The reasons in favour of early release on licence are mixed. Some are noble and based on evidence, including the government’s own research that early reintegration into society reduces reoffending; some are cynical and attributable to the political desire to generate tabloid headlines of long prison sentences without having to actually fund those prison places in full. And I have every sympathy with public anger at feeling misled by 10-year sentences that translate to five years minus time served on remand awaiting trial or sentence.
But the fundamental flaw in Buckland’s new policy is that the “most serious violent and sexual offenders” are, under the current law, not automatically released at the halfway point of their sentences. The most serious offenders, those deemed to present a significant risk of serious harm to the public, will usually receive either a life sentence or an extended determinate sentence (EDS). With a life sentence, a prisoner will serve a minimum term set by the court before being eligible for parole, and will remain in prison indefinitely until they can convince the parole board that they no longer pose a risk to the public.
With an EDS, a prisoner is given a notional determinate term – say nine years – and has to serve two-thirds before being eligible to apply to the parole board for release. If they are not safe for release, they may have to serve the full term. Those convicted of sexual offences against children and terrorism offences who do not receive a life sentence or EDS are deemed an “offender of particular concern”, and must satisfy the parole board they are not a risk to the public before they are released at the halfway point of their sentence.

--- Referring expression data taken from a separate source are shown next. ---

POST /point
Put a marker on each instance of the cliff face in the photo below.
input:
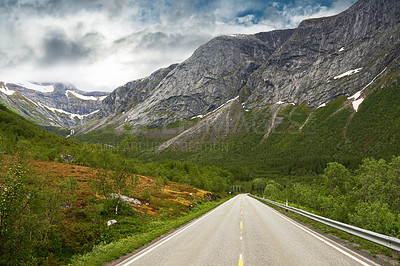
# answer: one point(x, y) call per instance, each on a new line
point(214, 74)
point(51, 104)
point(329, 57)
point(344, 55)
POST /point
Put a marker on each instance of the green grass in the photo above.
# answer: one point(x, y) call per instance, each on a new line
point(355, 241)
point(107, 252)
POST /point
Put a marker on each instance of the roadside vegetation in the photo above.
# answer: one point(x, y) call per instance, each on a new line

So who is this policy actually targeting? The answer is a tiny percentage of defendants in the criminal justice system who are convicted of (as yet unspecified) serious violent or sexual offences, but who don’t receive a life sentence or an EDS. So people who are, by definition, not “the most serious offenders”. They will now have to serve two-thirds, rather than half, of their sentence before being automatically released.
The government has offered no evidence that this will in any way make the public any safer. The purpose is purely punitive; red meat tossed on the Conservative party’s buffet table for the salivating hang-’em-and-flog-’em brigade, with a beady eye on a nakedly populist election campaign and an increasingly authoritarian tabloid press. It’s cynicism bordering on nihilism; shamelessly undermining public confidence in sentencing by spreading misinformation about how the justice system actually works.

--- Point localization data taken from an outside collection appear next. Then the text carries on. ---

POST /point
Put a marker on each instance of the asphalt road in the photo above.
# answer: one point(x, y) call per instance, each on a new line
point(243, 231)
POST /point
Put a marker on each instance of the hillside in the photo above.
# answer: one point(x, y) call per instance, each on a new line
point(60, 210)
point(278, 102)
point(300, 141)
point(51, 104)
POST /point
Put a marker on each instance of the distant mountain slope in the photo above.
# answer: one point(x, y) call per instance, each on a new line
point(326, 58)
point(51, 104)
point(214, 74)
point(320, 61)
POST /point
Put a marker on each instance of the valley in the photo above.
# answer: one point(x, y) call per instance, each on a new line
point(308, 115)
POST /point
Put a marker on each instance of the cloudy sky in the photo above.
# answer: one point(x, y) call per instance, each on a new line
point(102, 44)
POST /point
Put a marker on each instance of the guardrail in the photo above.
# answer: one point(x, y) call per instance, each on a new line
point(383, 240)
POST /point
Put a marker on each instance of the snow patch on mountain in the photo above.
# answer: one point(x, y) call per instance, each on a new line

Meanwhile, as the home secretary, Priti Patel, stands at her podium and smirks: “To the criminals, I simply say this: we are coming after you,” our criminal justice system is in meltdown. It is taking years to investigate and charge offences, as the under-resourced police and Crown Prosecution Service drown in digital data. Cases I have been briefed on this week involve incidents that happened in 2018 and are listed for trial in the summer of 2020. This is because the government has taken what the senior presiding judge, Lady Justice Macur, described as a “political decision” to slash even further the number of crown court sitting days to save on the costs of running courts. This falsest of economies means that perfectly usable courtrooms sit locked and empty and judges twiddle their thumbs at home, on full pay, while the backlog of crown court cases rises to more than 32,000.
The courts themselves are literally crumbling: burst pipes and leaking sewage are par for the course. And we haven’t even started on legal aid: the injustice of innocent people of modest means who are forced to pay for their own defence, and being refused their reasonable legal costs when they are acquitted, forcing them to sell their homes.
As for victims of serious crime, rape crisis centres are in desperate need of funding, and the government has only offered £5m of the £195m needed to properly support victims of sexual violence. Meanwhile, the government estimates that our already grossly overcrowded and understaffed prisons – hellholes of death, violence and self-harm – will have to find another 3,000 places a year, at an annual cost of £110m.
It bears repetition: the government can find £110m for an ineffective, macho prison policy, but only £5m for victims of rape. Any government that is serious about criminal justice would make the real problems in the criminal justice system a priority. But this announcement confirms that we do not have a serious government, just a gaggle of cheap opportunists charting policy based not on evidence, but on the fact-free demagoguery of Boris Johnson’s Telegraph columns.